Conversation with people of such a different culture, living under a communist government, can be tricky at times. We needed to steer away from any discussion of religion (though we could ask the two young monks there about their experiences as monks). Proselytizing is illegal and you don’t want anyone to say that your explanation of a term is actually proselytizing. Ditto for politics, of course.

One of the encounters that affected me most deeply was a high school senior who spoke great English and was planning on dropping out of school to get a job. He wanted to know what I would advise him to do, because he deeply respected my opinion as a “falang” or foreigner. (After we spoke, he gave me a very respectful “nob” – the gesture of respect where you put your hands together and raise them in front of your face. The higher your hands are, the more respect you’re showing – and his were almost completely in front of his face.) Foreigners need to remember just how much their actions may influence locals, especially in developing countries.

Then there were the little funny moments of language exchange, like when I tried to explain “jumpy” and one of the guys thought it a synonym of bumpy – as exemplified by Lao roads!

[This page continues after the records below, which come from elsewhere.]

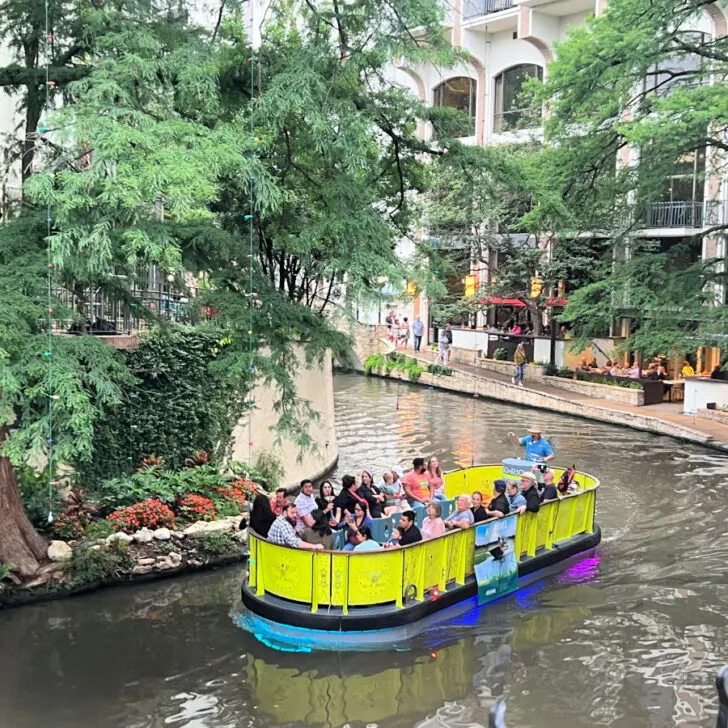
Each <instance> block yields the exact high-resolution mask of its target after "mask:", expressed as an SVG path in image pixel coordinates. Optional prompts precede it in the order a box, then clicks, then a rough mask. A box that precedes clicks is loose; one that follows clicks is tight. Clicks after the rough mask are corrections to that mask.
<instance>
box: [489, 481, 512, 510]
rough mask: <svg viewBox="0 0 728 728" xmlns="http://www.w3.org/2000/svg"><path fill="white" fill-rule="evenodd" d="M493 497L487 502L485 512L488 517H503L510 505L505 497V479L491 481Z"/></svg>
mask: <svg viewBox="0 0 728 728" xmlns="http://www.w3.org/2000/svg"><path fill="white" fill-rule="evenodd" d="M493 490H494V492H495V497H494V498H493V499H492V500H491V502H490V503H489V504H488V507H487V508H486V509H485V513H486V515H487V516H488V518H503V517H504V516H507V515H508V514H509V513H510V510H511V507H510V506H509V505H508V498H506V481H505V480H496V481H495V482H494V483H493Z"/></svg>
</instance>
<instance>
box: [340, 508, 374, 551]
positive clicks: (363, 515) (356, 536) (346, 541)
mask: <svg viewBox="0 0 728 728" xmlns="http://www.w3.org/2000/svg"><path fill="white" fill-rule="evenodd" d="M344 523H345V524H346V529H347V533H346V546H344V548H343V551H353V550H354V547H355V546H356V545H357V544H358V543H359V540H358V539H359V530H360V529H361V528H363V527H364V526H366V527H367V528H368V529H369V533H370V534H371V529H372V528H373V526H374V522H373V521H372V517H371V516H370V515H369V510H368V509H367V502H366V501H362V502H361V503H357V504H356V505H355V506H354V515H353V516H351V515H350V514H349V513H347V514H346V516H345V517H344Z"/></svg>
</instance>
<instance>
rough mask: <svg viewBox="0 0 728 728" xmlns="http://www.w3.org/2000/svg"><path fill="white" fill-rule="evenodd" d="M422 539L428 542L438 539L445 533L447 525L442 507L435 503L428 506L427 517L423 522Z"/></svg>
mask: <svg viewBox="0 0 728 728" xmlns="http://www.w3.org/2000/svg"><path fill="white" fill-rule="evenodd" d="M421 530H422V538H423V539H424V540H425V541H427V540H428V539H430V538H437V537H438V536H442V534H443V533H445V523H444V521H443V520H442V506H441V505H440V504H439V503H438V502H437V501H434V502H433V503H430V505H429V506H427V517H426V518H425V519H424V520H423V521H422V529H421Z"/></svg>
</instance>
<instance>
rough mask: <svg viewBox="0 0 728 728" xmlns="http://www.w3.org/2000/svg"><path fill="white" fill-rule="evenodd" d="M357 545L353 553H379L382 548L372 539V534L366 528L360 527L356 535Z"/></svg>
mask: <svg viewBox="0 0 728 728" xmlns="http://www.w3.org/2000/svg"><path fill="white" fill-rule="evenodd" d="M356 538H357V541H358V543H357V544H356V546H354V549H353V550H354V551H379V549H381V548H382V547H381V546H380V545H379V544H378V543H377V542H376V541H375V540H374V539H373V538H372V532H371V530H370V529H369V527H368V526H362V527H361V528H360V529H359V531H358V532H357V534H356Z"/></svg>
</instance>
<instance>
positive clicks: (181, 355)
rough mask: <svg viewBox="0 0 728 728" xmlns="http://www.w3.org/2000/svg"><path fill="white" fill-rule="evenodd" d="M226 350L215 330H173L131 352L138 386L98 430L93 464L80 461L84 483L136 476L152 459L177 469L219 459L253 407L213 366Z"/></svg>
mask: <svg viewBox="0 0 728 728" xmlns="http://www.w3.org/2000/svg"><path fill="white" fill-rule="evenodd" d="M224 346H225V342H224V340H223V341H220V339H219V333H217V334H216V333H215V332H214V331H213V330H212V329H210V330H205V329H201V328H200V327H196V328H194V329H192V328H188V327H183V326H177V325H173V326H169V325H168V326H162V327H158V328H155V329H154V330H152V331H151V332H150V333H149V334H147V335H146V336H145V337H144V338H143V339H142V341H141V342H140V344H139V346H138V348H136V349H134V350H131V351H129V352H127V353H126V360H127V366H128V368H129V371H130V372H131V373H132V374H133V375H134V377H135V378H136V384H135V385H133V386H131V387H130V386H126V387H125V388H124V401H123V403H122V404H120V405H118V406H115V407H112V408H109V409H107V410H106V411H105V412H104V416H103V418H102V419H101V420H100V422H99V423H98V424H97V425H96V427H95V429H94V452H95V456H94V458H93V461H92V462H90V463H76V467H77V469H78V471H79V474H80V475H81V478H82V482H84V483H85V484H87V485H90V486H94V485H96V484H98V483H99V482H100V481H102V480H104V479H107V478H113V477H116V476H119V475H122V474H124V473H129V472H131V471H133V470H135V469H136V468H137V467H139V465H140V464H141V462H142V460H143V459H144V458H145V457H147V456H150V455H155V456H156V457H158V458H161V459H162V460H163V461H164V464H165V466H166V467H167V468H169V469H170V470H176V469H179V468H183V467H184V466H185V461H186V459H187V458H189V457H190V456H191V455H192V454H193V453H196V452H198V451H200V450H204V451H206V452H208V453H210V454H211V456H212V462H219V461H220V460H221V459H222V457H223V456H224V454H225V453H226V452H227V450H228V448H229V446H230V441H231V435H232V430H233V427H234V426H235V423H236V422H237V420H238V419H239V418H240V416H241V414H242V413H243V411H244V407H245V397H244V392H243V391H242V390H238V389H237V388H236V387H235V386H234V384H232V383H230V382H229V380H227V379H225V378H223V377H222V376H221V375H220V374H219V373H217V372H216V369H215V367H214V366H213V364H214V362H215V360H216V358H217V357H218V355H219V354H220V353H221V351H222V349H223V347H224Z"/></svg>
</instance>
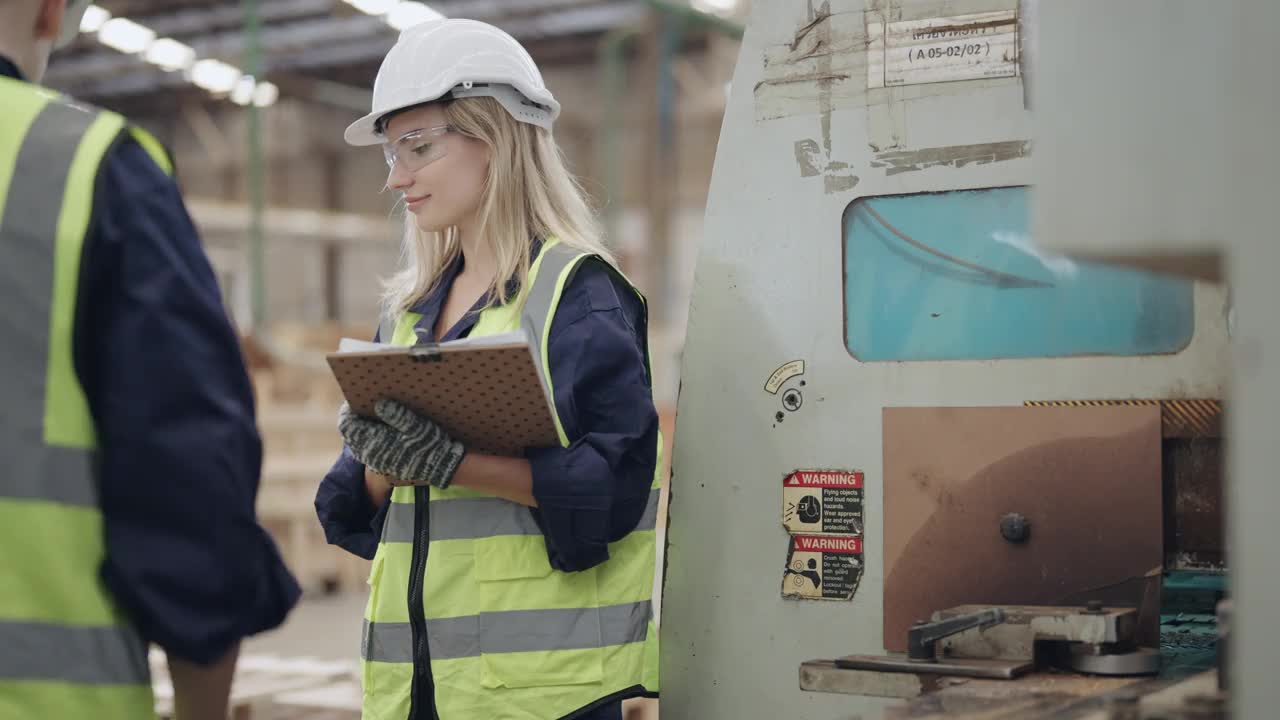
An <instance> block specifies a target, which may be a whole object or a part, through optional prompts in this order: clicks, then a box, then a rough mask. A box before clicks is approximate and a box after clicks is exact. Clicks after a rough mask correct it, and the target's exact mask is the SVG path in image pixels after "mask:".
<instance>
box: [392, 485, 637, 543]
mask: <svg viewBox="0 0 1280 720" xmlns="http://www.w3.org/2000/svg"><path fill="white" fill-rule="evenodd" d="M659 496H660V491H659V489H658V488H654V489H652V491H650V492H649V501H648V502H646V505H645V509H644V514H643V515H641V516H640V523H639V524H636V527H635V529H636V530H652V529H654V527H655V525H657V524H658V497H659ZM428 507H429V512H430V521H429V525H428V527H429V528H430V529H431V542H436V541H448V539H479V538H492V537H499V536H538V534H541V530H539V529H538V523H536V521H534V516H532V514H531V512H530V510H529V509H527V507H525V506H524V505H518V503H516V502H511V501H508V500H502V498H498V497H462V498H457V500H435V501H431V503H430V505H429V506H428ZM413 509H415V505H413V503H412V502H393V503H392V505H390V507H388V509H387V520H385V523H387V524H385V525H384V527H383V542H413Z"/></svg>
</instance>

Both Georgina and I were tired out when we came out of our conversation sessions. We walked around a bit and had lunch, after which I popped out briefly to visit an incredible wat she had visited the day before, Xieng Thong. The last two editions of Lonely Planet Laos have had one of its buildings on their covers, the bright pink walls covered in shiny mosaics. I honestly didn’t think the walls in the wat would be pink, but I was wrong!

The main sanctuary building is actually red, but it too is covered in shining colored mirrored glass shards within mosaics. I haven’t seen anything like it in all the was I’ve visited thus far.

There is a little smaller shrine that is pink, also covered in the mosaic work.

The sun was beating down pretty mercilessly, so I headed back to the restaurant. We left around four, and heard drumming coming from each of the wats on “Main Street”. We later found out that it’s a local tradition. Legend has it that giants used to live in the area, preying on the people of Luang Prabang. The monks made a deal with the giants, who would stop eating people as long as they got this drum tribute every day at four.

From the main street we went to a laid-back bar/restaurant/cafe called Utopia. I had heard that it was “the” place to go, so I figured it for a backpackers bar. Not the case, at least if you’re there before eight or nine. Loved it!